Bruxism, which refers to the habit of grinding, gnashing, or clenching the teeth, is one of the most common oral issues. According to a study, nearly 10 percent people grind their teeth so hard that they eventually need to have reconstructive surgery. Besides being harmful for the teeth, bruxism causes severe damages to overall health.

If you have the habit of grinding your teeth excessively, here is what you need to know about bruxism.

1. It Affects Your Oral Health

In some cases, bruxism is mild. However, when it is frequent and severe, it may cause harm to the joints in your lower jaw, which may lead to pain and stiffness in the joint area as well as cause headaches.

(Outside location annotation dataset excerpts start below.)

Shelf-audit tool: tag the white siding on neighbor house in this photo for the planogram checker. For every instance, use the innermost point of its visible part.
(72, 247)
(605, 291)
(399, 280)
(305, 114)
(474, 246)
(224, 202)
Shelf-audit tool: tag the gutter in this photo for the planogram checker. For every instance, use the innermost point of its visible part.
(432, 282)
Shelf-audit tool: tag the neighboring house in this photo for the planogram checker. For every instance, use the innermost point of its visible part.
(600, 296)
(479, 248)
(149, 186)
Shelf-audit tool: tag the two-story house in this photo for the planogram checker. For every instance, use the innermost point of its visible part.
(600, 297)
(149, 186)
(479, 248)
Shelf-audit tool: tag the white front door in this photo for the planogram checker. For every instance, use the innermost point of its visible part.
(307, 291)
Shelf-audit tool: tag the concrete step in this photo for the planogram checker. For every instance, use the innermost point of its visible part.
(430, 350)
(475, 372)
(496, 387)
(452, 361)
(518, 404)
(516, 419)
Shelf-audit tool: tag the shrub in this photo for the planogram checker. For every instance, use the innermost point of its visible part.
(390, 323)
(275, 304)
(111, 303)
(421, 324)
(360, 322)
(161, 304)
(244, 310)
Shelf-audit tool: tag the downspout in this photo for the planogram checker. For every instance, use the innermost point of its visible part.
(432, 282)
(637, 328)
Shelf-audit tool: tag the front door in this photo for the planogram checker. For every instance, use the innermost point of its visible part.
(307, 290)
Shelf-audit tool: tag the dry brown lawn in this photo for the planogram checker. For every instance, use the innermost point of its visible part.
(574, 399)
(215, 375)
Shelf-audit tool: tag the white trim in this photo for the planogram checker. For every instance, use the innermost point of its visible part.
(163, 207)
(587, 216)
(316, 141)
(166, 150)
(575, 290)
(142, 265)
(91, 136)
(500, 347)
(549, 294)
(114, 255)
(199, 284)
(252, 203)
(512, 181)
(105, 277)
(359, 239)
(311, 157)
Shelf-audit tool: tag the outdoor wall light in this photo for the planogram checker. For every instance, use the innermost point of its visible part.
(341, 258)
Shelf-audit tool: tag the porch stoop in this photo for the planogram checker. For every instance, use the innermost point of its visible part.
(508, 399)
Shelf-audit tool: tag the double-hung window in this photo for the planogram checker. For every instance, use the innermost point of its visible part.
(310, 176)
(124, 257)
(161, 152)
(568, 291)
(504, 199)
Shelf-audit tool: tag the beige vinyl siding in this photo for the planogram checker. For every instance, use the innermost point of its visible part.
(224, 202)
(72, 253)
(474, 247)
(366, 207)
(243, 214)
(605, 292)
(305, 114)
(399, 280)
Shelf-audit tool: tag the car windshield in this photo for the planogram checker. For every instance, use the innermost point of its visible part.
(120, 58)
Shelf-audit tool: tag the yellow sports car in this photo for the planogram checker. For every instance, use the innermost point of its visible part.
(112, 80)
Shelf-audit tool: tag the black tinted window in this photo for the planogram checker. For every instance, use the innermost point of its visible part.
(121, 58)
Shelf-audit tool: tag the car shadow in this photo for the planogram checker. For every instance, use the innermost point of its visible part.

Moreover, bruxism may also affect the health of your teeth. With persistent impact, the habit may wear down the enamel, cause tooth sensitivity, and even result in chipped or broken teeth.

2. Stress May Worsen the Problem

Teeth grinding may become severe when you are stressed, anxious, or frustrated. Some studies have proved that up to 70 percent of bruxism is triggered by stress. Experts argue that work related stress and anxiety is the primary cause of bruxism among adults. However, a person with a good outlet for stress, such as therapy or exercise, is less likely to develop the problem.

3. Bruxism is More Common among Children than Adults

Up to 15 percent children grind their teeth. Some studies report the figure as high as 38 percent. In most cases, children grind their teeth at night which is commonly linked to sleep apnea, stress, dental occlusion, teething, jaw and tooth growth and development, and certain psychological problems.

Dentists argue that bruxism is not an issue among children until they have their baby teeth. Even if they have flattened their teeth from excessive grinding, they may get adult teeth over time.

4. Bruxism is Treatable

In most cases, bruxism does not need to be treated. However, if the problem is severe, it may be controlled through several ways.

One of the most common approaches to treat bruxism is a mouth guard which can prevent you from teeth grinding, thus reducing damages to the teeth and jaw. Sometimes, reducing the consumption of caffeine, alcohol, and cigarettes can also help alleviate the symptoms. Moreover, if your bruxism is due to stress, you need to identify the triggers and find ways to relax and control the problem.